Sultan Abdülhamit, ordunun çok kötü bir durumda olduğunu bildiği için düşmanlarına karşı “doğrudan savaş çıkarmadan” başarılar kazanmaya odaklanmıştı. Elbette ki “savaşmadan savaşmanın” en etkili yöntemi istihbarat teşkilatıdır. Bu yüzden sultan, o güne kadar görülmemiş ölçülerde devasa bir istihbarat ağı kurdu ve hem ülke dışında hem de ülke içinde bu ağı her yere yaydı. Çok derin istihbarat ağına sahip olan devletler çok fazla bilginin getirdiği paranoyaklık sebebiyle doğal olarak baskıcı bir yönetim uygularlar. Bu kaçınılmazdır.
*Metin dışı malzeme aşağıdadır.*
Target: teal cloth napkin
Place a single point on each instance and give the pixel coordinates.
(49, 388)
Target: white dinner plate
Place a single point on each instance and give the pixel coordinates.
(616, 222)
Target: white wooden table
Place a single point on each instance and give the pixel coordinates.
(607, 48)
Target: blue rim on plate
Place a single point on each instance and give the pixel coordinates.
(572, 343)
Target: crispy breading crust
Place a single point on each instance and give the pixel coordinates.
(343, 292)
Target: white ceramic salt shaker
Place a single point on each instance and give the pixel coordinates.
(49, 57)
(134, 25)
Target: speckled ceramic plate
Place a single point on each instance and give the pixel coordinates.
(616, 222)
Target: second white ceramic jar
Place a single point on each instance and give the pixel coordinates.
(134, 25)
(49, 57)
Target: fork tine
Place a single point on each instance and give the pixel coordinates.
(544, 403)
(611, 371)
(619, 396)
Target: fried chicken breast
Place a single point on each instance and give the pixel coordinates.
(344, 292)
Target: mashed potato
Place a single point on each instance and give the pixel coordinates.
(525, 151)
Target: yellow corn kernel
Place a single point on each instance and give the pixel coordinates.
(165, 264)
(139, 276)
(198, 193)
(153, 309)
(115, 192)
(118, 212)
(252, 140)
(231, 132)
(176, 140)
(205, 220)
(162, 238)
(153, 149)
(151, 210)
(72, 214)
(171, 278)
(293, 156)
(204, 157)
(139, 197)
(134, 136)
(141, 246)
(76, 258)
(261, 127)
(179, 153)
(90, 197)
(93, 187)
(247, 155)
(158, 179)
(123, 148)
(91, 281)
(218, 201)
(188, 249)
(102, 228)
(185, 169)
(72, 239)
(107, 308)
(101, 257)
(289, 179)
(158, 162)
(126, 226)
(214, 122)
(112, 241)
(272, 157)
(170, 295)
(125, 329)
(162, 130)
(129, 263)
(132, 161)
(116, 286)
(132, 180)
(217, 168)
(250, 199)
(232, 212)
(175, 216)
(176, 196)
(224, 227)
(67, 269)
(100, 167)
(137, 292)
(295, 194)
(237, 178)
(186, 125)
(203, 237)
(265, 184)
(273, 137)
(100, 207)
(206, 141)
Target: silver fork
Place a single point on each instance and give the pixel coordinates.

Sultan Abdülhamit de ülkedeki iç isyanların kökünü kurutmak, başkaldıranların başını ezmek ve ülkeyi eski zamanlarda olduğu gibi tek bir güç tarafından yönetmek istediği için baskının dozajını arttırdı.
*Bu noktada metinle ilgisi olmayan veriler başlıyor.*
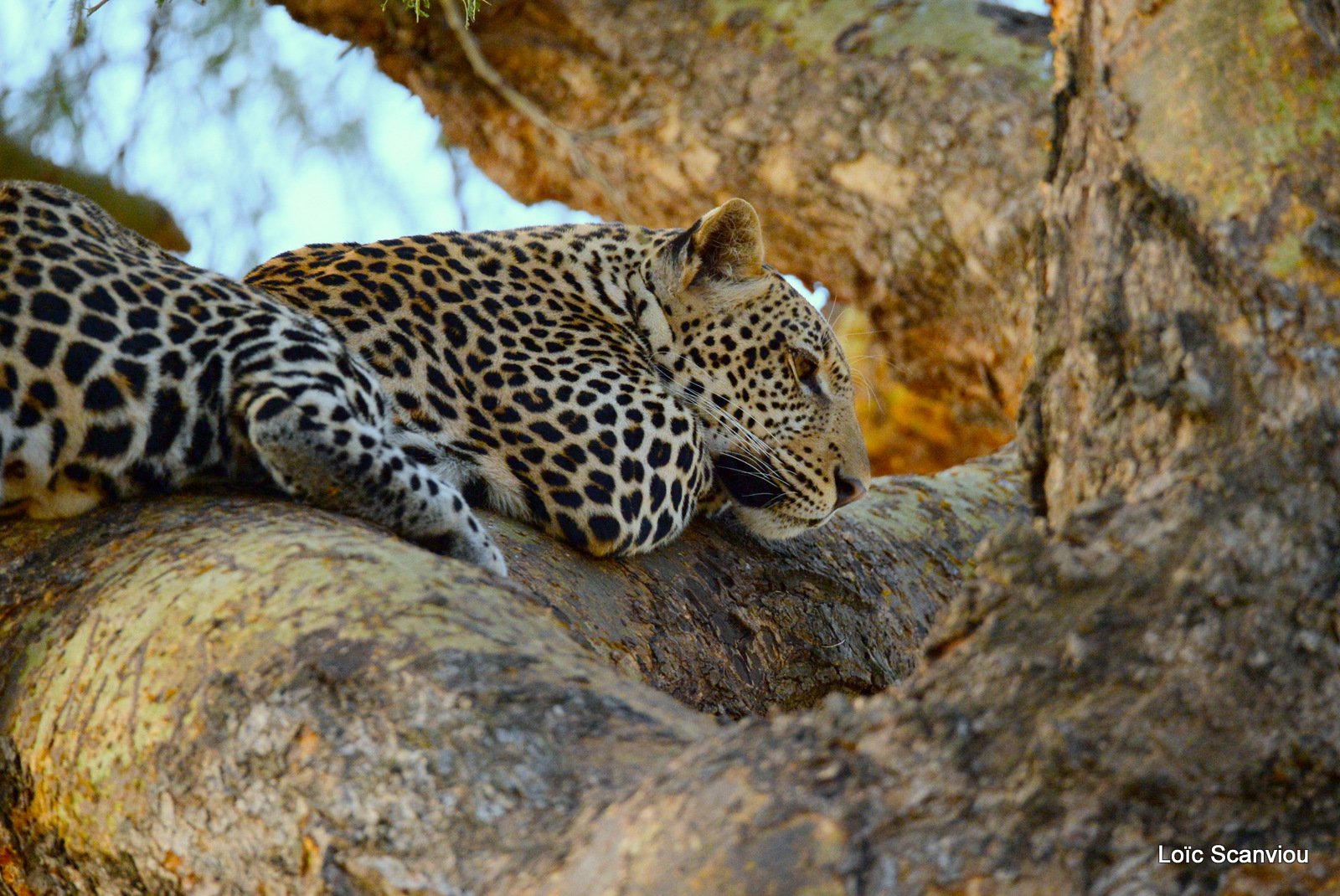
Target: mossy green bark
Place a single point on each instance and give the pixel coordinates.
(953, 27)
Esasen bu durum başarılı da oldu.
İsyan çıkarma hazırlığında bulunan ayrılıkçılar önceden tespit edilip cezalandırılıyor, hükûmeti devirme planları yapan muhalifler fark edilip ortadan kaldırıyor veya ülkenin içerisine girmiş bulunan ajanlar tespit edilip yok ediliyordu.
Sultan Abdülhamit ayrıca hem iç politikada hem de dış politikada son derece gerçekçi bir tavır takınmıştır.
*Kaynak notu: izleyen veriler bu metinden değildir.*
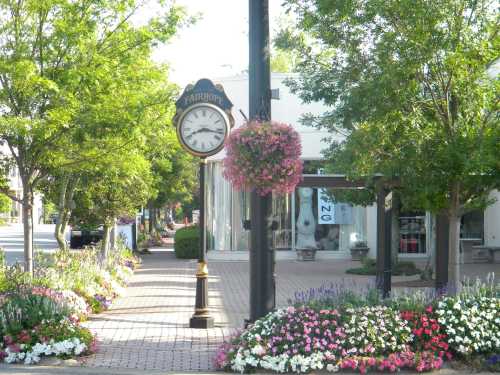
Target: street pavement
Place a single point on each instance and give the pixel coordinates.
(11, 240)
(57, 370)
(146, 331)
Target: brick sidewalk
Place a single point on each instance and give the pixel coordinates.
(148, 327)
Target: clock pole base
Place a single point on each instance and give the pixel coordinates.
(201, 322)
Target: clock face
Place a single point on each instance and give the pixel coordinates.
(203, 129)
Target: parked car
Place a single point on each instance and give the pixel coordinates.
(80, 237)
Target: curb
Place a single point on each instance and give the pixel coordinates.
(79, 370)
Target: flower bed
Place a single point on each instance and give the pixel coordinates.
(368, 334)
(41, 315)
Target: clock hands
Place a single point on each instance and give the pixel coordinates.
(205, 130)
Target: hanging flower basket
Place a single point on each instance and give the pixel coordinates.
(264, 156)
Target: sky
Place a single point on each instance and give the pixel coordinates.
(217, 45)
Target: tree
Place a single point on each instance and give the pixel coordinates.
(408, 85)
(54, 55)
(116, 189)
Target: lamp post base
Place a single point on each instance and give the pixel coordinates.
(202, 322)
(201, 317)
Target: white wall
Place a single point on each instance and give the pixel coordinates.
(371, 230)
(287, 109)
(492, 221)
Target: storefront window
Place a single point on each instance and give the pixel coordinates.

Dış ülkelere karşı gücünün yetmeyeceğini bildiği için bu ülkeleri birbirlerine karşı kullanıp aralarında bir denge mekanizması oluşturmaya çalışmıştı. Aynı şekilde ülkedeki iç isyancılarla sürekli olarak mücadele edemeyeceğini bildiği için de bu farklı etnik grupları birbirleriyle çatıştırma yoluna gitmişti. Büyük İskender’in hocalarından kalan bilindik bir miras: Böl, parçala ve yönet.
Sultan Abdülhamit, bu taktiği özellikle de balkanlarda farklı inanç, farklı ırk ve farklı görüşteki grupları birbirlerini düşürmek için kullanmış ve onların arasında çıkan bu kaostan fayda sağlamıştır. İsyancı grupları birbirine düşürüp, zayıflatmış, ondan sonra da bu küçük lokmaları tek tek yutmuştur. Elbette ki bu politikalarını sadece balkanlarda uygulamadı. Orta Doğu’da ve hatta Doğu Anadolu’da da uyguladı.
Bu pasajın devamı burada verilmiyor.